🤖 AI Summary
To address the degradation of localization and mapping accuracy in visual SLAM caused by unknown moving objects in dynamic environments, this paper proposes a robust SLAM framework integrating semantic keypoint filtering and adaptive robust loss optimization. Our method innovatively employs an online-estimated Barron kernel function—whose shape parameter is dynamically adapted—to model residual distributions in real time.
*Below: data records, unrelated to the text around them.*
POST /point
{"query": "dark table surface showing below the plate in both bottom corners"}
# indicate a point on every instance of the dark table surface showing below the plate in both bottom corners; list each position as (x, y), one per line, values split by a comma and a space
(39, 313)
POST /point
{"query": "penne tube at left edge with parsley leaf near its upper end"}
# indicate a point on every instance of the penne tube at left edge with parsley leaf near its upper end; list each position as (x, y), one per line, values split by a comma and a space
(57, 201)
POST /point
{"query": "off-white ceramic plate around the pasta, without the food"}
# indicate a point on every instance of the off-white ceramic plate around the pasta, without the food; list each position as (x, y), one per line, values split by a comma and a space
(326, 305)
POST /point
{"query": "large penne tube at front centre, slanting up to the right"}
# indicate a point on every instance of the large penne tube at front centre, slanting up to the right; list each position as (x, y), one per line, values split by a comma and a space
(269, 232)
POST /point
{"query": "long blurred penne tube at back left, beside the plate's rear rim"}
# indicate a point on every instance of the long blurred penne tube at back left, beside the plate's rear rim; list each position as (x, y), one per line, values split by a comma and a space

Coupled with a lightweight semantic keypoint filter, it effectively suppresses both known and unknown motion outliers without requiring predefined object categories. We integrate these components into the ORB-SLAM3 architecture and augment it with an online residual analysis mechanism. Evaluations on the TUM RGB-D, Bonn, and OpenLORIS datasets demonstrate that our approach reduces absolute trajectory error (ATE) RMSE by up to 25% while maintaining an average runtime speed of 27 FPS—achieving an outstanding trade-off between accuracy and real-time performance.
📝 Abstract
Visual SLAM in dynamic environments remains challenging, as several existing methods rely on semantic filtering that only handles known object classes, or use fixed robust kernels that cannot adapt to unknown moving objects, leading to degraded accuracy when they appear in the scene. We present VAR-SLAM (Visual Adaptive and Robust SLAM), an ORB-SLAM3-based system that combines a lightweight semantic keypoint filter to deal with known moving objects, with Barron's adaptive robust loss to handle unknown ones. The shape parameter of the robust kernel is estimated online from residuals, allowing the system to automatically adjust between Gaussian and heavy-tailed behavior. We evaluate VAR-SLAM on the TUM RGB-D, Bonn RGB-D Dynamic, and OpenLORIS datasets, which include both known and unknown moving objects. Results show improved trajectory accuracy and robustness over state-of-the-art baselines, achieving up to 25% lower ATE RMSE than NGD-SLAM on challenging sequences, while maintaining performance at 27 FPS on average.